Graphic: Supply chain pressures ease - https://graphics.reuters.com/USA-FED/SUPPLY-CHAIN/gdvzybkljpw/chart.png

But services are taking up the slack. Excluding energy-related services, inflation for "core" services has accelerated for eight months straight, and their share of overall inflation has risen also.

So far, that has not clearly dented consumer spending, though "real" purchases adjusted for inflation may have slipped a bit, according to a Bank of America (NYSE:BAC) Institute study of credit card spending.

"As we hunt around the data for bearish signs, we are still struck by strong momentum in service sector spending," the report said. "Additionally, households' median checking and savings accounts are higher than pre-pandemic...Overall, we remain cautiously optimistic for the consumer."

Financial buffers built during the pandemic may complicate efforts to tame inflation, with households by some estimates still sitting on a few trillion dollars of extra cash from pandemic-era transfer payments or spending trimmed during the health crisis.

That firepower could keep consumption underway, whether meeting higher home mortgage payments as interest rates rise or, as Bank of America noted, funding higher pump prices at the expense of things like consumer durables where demand was expected to wane anyway.

FAST ENOUGH?

In a presentation in late May, Pantheon Macroeconomics Chief Economist Ian Shepherdson laid out the case for inflation optimists: A combination of improving supply chains, an expected slowing of home price appreciation, pressure on profits due to rising inventories, and slower wage growth could cause CPI to fall below 3% by early next year.

Signs of that, he maintained, could show up in time for the Fed to slow its current half-point pace of rate increases to a quarter point by this fall, and perhaps as soon as the central bank's July meeting.
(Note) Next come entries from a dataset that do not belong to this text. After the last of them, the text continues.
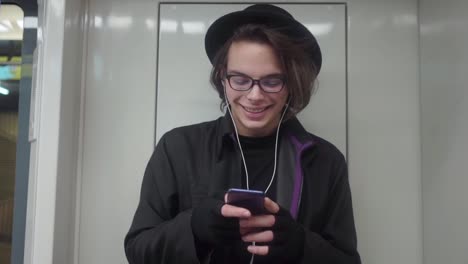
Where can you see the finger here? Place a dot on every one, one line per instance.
(258, 250)
(264, 236)
(258, 221)
(248, 230)
(233, 211)
(271, 206)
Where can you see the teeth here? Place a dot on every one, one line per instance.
(255, 110)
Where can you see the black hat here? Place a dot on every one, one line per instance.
(269, 15)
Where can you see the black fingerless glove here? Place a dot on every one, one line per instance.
(288, 239)
(210, 227)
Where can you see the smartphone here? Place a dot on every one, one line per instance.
(251, 200)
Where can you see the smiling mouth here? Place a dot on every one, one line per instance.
(255, 110)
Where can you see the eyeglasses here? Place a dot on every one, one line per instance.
(271, 84)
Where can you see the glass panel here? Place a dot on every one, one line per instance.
(11, 36)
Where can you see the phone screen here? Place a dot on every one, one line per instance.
(251, 200)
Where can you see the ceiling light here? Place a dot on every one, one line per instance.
(4, 91)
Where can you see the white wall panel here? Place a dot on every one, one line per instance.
(185, 95)
(444, 96)
(118, 132)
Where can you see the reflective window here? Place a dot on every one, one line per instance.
(11, 35)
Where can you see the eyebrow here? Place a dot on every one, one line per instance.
(265, 76)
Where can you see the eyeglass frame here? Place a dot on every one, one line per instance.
(256, 81)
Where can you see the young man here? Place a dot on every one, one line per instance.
(264, 68)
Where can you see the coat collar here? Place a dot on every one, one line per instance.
(226, 135)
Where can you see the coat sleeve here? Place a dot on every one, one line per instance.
(160, 233)
(336, 243)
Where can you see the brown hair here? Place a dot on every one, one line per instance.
(300, 71)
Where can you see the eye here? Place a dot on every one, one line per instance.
(240, 80)
(271, 82)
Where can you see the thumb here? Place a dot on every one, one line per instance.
(271, 206)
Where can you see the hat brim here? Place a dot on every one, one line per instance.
(224, 27)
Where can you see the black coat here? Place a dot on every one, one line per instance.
(193, 162)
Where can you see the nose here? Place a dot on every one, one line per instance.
(255, 93)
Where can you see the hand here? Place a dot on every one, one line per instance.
(282, 237)
(214, 222)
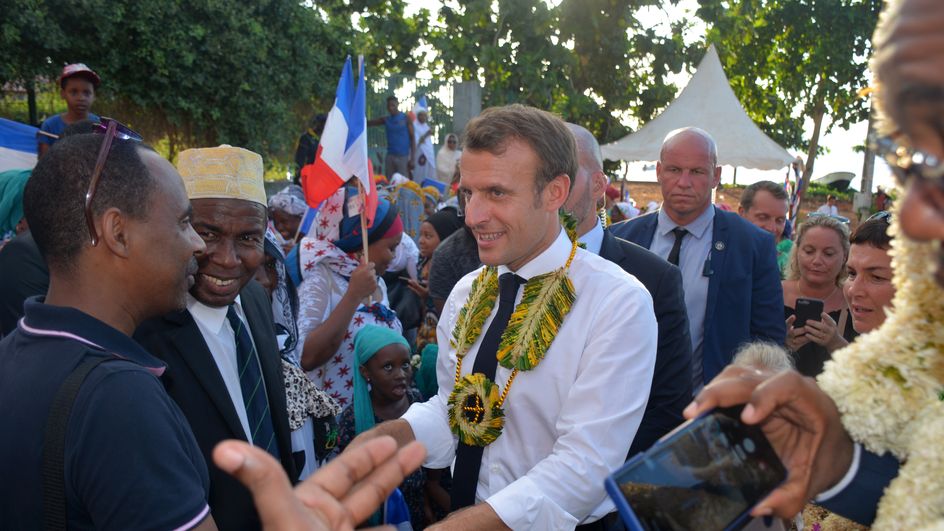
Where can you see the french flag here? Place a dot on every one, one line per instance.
(342, 152)
(17, 145)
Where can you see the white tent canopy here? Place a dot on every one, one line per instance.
(707, 102)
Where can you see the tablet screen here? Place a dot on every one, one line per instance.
(705, 476)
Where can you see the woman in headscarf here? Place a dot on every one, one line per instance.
(12, 222)
(311, 412)
(447, 159)
(341, 291)
(286, 210)
(433, 231)
(423, 138)
(383, 391)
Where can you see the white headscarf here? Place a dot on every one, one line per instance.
(447, 159)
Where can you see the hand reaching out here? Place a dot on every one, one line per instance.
(800, 421)
(337, 496)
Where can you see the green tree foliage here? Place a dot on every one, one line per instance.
(385, 36)
(788, 60)
(588, 60)
(200, 72)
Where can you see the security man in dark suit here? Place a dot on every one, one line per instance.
(223, 364)
(672, 381)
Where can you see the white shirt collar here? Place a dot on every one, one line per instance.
(696, 228)
(210, 317)
(550, 259)
(593, 239)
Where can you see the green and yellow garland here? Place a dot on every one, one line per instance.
(475, 406)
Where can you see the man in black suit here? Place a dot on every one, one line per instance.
(224, 369)
(672, 381)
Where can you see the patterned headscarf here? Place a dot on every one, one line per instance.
(290, 200)
(368, 341)
(284, 301)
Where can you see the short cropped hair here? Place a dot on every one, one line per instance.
(774, 189)
(54, 198)
(827, 222)
(873, 232)
(763, 355)
(545, 133)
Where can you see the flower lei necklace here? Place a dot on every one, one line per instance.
(888, 386)
(475, 405)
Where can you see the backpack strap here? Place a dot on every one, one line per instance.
(54, 491)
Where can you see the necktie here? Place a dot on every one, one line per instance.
(469, 458)
(677, 246)
(250, 381)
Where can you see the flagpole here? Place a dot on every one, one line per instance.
(363, 194)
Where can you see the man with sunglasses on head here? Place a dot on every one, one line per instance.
(126, 458)
(802, 422)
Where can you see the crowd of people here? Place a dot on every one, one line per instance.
(179, 349)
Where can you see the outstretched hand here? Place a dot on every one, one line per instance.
(800, 421)
(337, 496)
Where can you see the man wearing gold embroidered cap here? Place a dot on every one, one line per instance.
(224, 369)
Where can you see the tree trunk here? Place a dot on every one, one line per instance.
(819, 111)
(31, 102)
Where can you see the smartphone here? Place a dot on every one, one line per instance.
(707, 474)
(807, 310)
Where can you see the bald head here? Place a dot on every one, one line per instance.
(588, 149)
(687, 134)
(590, 181)
(687, 172)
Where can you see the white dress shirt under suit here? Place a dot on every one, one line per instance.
(221, 341)
(696, 247)
(570, 421)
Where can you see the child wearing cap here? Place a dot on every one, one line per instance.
(78, 84)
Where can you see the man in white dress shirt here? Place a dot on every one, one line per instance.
(223, 364)
(570, 420)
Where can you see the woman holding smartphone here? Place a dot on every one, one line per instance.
(816, 270)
“If you were building an inflation model from the bottom up, all these variables that you would consider are starting to move in the right direction,” he said.

But the pace of improvement will matter. Fed officials have said they want convincing, month-to-month proof inflation is easing before slowing rate increases. For politicians, $5 dollar gas during the summer driving season ahead of midterm congressional elections is painful.

© Reuters. FILE PHOTO: Shoppers exit a Target store during Black Friday sales in Brooklyn, New York, U.S., November 26, 2021.  REUTERS/Brendan McDermid

Change may not happen fast, Citi economists Veronica Clark and Andrew Hollenhorst wrote.

They see prices continuing to rise around 8.3% annually in Friday's upcoming report, "with upside risks and a continued pick-up in services prices. A pick up in services inflation would be a further sign that too-tight labor markets are a key factor driving high inflation" that could prompt the Fed to keep its faster rate hikes intact.